Owasim Akram is from Bangladesh where he first studied international relations, after which he embarked on research into public health issues.

Having been involved in research for a few years, he felt a desire to work more directly in the field. This was the start of a long period when Owasim Akram first took up a position with the children’s rights organisation Plan International and from there moved on to other aid organisations such as ADD International, Oxfam, and the EU’s aid programme in Bangladesh.

“My time with these organisations gave me concrete, practical experience of working with extreme poor people. I was out there in the field, coming in contact with these people,” says Owasim Akram.

Followed 72 extreme poor households

While tracking the aid efforts, his job was to lead the research within the development programmes.

One of his projects involved following, for a period of five years, 72 households in Bangladesh living in extreme poverty. The research focused on identifying the cause of these families’ poverty, but also on what could be done to pull them out of it.

“We provided them with a small amount of money, or other small assets, for them to make a livelihood. We then returned once a year to see if, and if so how, their situation had changed.”

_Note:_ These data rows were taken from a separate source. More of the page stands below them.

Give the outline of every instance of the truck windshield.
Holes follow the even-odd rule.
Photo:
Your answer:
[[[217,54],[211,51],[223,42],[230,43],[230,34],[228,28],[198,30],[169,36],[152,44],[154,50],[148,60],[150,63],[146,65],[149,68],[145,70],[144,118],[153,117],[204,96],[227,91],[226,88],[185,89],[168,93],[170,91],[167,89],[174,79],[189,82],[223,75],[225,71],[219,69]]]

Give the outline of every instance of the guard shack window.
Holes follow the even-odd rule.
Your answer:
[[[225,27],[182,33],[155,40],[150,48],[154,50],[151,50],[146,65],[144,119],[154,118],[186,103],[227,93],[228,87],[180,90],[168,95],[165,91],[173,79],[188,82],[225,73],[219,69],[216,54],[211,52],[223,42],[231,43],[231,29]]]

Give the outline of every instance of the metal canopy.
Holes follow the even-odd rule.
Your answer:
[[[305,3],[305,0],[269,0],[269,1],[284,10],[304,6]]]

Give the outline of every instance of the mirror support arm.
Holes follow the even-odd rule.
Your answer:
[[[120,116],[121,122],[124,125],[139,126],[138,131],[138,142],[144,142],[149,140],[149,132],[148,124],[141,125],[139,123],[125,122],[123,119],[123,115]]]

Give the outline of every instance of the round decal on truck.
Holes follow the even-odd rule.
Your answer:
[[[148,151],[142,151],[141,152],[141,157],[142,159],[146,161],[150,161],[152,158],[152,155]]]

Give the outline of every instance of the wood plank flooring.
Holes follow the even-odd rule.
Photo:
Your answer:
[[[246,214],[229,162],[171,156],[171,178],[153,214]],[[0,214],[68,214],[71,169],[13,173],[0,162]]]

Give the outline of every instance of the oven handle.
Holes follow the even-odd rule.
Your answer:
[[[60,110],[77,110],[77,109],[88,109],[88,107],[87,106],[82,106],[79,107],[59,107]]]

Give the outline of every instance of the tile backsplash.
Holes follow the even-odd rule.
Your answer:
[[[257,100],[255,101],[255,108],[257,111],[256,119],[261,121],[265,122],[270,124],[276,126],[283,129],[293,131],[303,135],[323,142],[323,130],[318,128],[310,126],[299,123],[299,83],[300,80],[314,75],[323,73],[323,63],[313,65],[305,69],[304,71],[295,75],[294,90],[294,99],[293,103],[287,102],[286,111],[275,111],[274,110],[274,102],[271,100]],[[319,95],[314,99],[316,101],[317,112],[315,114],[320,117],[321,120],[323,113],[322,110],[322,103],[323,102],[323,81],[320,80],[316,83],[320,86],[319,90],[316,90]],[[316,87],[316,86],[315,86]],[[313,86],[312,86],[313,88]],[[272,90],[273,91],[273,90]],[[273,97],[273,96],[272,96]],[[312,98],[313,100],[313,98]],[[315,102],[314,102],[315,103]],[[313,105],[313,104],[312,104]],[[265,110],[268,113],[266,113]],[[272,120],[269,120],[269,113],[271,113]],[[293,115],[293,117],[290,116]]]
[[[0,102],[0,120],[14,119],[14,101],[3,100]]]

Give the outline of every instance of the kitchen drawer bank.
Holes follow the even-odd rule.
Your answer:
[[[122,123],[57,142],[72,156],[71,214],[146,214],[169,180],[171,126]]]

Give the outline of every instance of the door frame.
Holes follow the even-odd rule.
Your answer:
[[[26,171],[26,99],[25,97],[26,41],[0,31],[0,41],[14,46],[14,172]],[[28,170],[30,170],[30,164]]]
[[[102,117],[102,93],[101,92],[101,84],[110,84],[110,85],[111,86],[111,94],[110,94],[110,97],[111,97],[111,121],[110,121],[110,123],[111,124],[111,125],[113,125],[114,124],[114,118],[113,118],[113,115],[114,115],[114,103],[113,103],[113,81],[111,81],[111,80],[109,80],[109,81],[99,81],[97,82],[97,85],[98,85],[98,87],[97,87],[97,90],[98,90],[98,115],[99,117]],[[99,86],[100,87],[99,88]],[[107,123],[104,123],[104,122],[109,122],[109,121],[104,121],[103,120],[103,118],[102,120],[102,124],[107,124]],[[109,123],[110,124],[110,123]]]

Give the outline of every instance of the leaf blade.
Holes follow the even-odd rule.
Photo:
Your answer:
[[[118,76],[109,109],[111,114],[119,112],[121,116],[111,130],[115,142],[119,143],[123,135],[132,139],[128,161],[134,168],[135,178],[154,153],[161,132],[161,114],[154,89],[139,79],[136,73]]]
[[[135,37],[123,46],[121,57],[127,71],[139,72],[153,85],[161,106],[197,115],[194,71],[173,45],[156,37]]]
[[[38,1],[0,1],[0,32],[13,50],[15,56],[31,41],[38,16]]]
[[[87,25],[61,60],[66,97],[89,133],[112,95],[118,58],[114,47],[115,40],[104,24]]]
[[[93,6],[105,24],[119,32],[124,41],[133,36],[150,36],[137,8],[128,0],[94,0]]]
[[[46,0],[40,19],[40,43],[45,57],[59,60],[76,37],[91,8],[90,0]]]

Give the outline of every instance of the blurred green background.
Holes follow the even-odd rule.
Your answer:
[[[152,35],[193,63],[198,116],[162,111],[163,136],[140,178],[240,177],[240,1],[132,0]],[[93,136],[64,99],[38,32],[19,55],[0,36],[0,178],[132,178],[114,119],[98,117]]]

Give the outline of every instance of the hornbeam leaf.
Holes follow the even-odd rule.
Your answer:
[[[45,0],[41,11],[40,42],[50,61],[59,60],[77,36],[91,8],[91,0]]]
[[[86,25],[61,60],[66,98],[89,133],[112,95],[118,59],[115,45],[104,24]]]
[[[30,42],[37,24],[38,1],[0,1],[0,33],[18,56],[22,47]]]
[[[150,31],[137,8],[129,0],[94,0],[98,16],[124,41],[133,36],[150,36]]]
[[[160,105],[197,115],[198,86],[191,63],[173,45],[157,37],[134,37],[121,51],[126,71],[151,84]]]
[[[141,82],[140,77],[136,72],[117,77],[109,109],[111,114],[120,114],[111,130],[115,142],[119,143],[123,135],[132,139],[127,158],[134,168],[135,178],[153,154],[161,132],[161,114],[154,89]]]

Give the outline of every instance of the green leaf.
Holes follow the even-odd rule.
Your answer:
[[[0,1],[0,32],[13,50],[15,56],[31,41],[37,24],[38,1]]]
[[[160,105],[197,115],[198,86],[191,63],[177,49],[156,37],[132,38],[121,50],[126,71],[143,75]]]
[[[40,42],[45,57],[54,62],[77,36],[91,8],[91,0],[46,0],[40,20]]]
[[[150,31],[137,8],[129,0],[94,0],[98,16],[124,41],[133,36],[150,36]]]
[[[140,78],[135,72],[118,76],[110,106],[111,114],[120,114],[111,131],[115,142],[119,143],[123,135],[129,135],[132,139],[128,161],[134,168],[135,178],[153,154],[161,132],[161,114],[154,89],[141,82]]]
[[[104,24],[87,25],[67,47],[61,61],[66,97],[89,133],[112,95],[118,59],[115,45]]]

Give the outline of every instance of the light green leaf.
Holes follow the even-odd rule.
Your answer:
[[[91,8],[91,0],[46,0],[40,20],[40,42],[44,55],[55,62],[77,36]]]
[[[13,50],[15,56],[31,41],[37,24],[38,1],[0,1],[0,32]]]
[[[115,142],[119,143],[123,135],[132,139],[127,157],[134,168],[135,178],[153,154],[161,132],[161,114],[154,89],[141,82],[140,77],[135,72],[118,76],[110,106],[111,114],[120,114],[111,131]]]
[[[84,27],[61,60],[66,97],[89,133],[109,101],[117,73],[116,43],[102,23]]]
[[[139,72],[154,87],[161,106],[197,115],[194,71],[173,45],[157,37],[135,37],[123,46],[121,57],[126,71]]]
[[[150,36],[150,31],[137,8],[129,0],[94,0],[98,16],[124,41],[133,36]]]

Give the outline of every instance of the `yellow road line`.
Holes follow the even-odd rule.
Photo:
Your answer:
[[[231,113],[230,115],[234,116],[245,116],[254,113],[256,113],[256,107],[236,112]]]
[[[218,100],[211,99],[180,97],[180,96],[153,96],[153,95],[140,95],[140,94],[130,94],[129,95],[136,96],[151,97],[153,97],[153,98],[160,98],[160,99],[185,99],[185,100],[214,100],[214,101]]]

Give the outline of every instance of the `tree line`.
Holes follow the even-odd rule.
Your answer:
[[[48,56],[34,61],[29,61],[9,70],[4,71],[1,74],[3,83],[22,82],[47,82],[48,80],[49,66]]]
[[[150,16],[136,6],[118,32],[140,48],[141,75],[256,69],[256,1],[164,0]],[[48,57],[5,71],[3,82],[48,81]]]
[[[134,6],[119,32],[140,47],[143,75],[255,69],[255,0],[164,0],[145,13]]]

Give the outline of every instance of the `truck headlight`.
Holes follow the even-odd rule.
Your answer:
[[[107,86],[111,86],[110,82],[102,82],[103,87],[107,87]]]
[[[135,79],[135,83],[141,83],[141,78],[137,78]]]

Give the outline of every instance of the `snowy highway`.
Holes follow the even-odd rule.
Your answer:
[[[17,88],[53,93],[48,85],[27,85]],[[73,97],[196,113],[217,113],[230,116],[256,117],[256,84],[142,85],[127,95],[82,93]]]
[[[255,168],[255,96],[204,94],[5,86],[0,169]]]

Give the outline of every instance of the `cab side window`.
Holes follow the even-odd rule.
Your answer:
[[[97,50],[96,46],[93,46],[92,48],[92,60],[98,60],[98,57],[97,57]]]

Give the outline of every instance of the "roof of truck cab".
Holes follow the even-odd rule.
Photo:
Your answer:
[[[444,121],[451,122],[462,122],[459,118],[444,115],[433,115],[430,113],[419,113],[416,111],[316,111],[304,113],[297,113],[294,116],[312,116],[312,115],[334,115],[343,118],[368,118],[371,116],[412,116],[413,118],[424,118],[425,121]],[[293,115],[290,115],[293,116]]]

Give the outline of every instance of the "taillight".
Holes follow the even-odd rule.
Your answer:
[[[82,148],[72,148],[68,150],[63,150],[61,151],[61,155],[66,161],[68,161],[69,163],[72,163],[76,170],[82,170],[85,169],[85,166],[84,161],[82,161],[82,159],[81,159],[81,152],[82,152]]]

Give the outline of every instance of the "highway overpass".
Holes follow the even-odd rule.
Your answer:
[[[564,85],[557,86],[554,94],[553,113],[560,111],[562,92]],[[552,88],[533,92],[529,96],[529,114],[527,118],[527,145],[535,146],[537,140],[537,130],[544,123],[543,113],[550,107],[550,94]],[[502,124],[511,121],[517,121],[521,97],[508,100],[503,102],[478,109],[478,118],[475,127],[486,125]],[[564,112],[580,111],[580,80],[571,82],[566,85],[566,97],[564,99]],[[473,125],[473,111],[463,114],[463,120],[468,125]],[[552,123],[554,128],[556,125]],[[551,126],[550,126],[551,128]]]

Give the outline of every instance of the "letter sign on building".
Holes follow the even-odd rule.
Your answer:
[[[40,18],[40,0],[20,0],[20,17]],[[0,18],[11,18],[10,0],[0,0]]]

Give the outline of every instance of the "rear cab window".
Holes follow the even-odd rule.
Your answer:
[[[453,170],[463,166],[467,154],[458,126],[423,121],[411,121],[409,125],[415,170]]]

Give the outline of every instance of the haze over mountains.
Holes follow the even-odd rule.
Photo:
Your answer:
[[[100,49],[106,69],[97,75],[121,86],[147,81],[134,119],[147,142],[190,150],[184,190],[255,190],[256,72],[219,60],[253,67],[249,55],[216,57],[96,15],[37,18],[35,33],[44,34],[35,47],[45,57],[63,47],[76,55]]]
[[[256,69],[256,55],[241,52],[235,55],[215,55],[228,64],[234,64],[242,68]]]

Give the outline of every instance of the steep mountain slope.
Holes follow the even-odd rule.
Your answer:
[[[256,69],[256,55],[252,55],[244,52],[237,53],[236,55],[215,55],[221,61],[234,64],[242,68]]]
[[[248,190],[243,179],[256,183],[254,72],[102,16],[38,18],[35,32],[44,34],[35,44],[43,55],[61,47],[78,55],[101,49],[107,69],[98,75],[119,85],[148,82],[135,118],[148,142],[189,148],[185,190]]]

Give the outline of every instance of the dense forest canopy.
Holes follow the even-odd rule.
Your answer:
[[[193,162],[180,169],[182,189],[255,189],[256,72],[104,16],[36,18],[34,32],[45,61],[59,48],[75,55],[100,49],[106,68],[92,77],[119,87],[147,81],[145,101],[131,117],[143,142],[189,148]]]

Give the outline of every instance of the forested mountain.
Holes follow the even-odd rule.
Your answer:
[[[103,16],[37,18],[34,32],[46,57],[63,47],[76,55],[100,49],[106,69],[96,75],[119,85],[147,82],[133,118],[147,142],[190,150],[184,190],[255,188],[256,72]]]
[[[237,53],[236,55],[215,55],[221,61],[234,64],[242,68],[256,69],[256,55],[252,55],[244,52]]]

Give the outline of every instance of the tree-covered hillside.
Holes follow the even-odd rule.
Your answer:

In EU’s aid programme in Bangladesh, Owasim Akram had a strategic role – he managed a portfolio with a budget of EUR 200 million.

“I worked there for 3.5 years and my primary focus was food security and resilience for extreme poor people in rural areas.”

Newbreed the next step

But it was time to take the next step. Owasim Akram wanted to return to more traditional academic research, while incorporating the practical knowledge that he had gained from his work in the development sector.

As a result, he is now one of 16 doctoral students within Newbreed (LÄNK), which is part of Örebro University’s strategic initiative for interdisciplinary research on ageing. Owasim Akram will focus on research on poverty among the ageing population in developing countries.

“There are two groups that are more vulnerable to poverty than others – women and the ageing population. In my research here at Örebro, I will focus on older people, but I will also include the gender perspective.”

Picture of University of Oxford.

Owasim Akram will spend at least three months as a visiting PhD student at University of Oxford.

To Oxford in the spring

According to Owasim Akram, there is no research on poverty in developing countries at Örebro University, which is one of the reasons why he will spend at least three months as a visiting PhD student at University of Oxford in the UK.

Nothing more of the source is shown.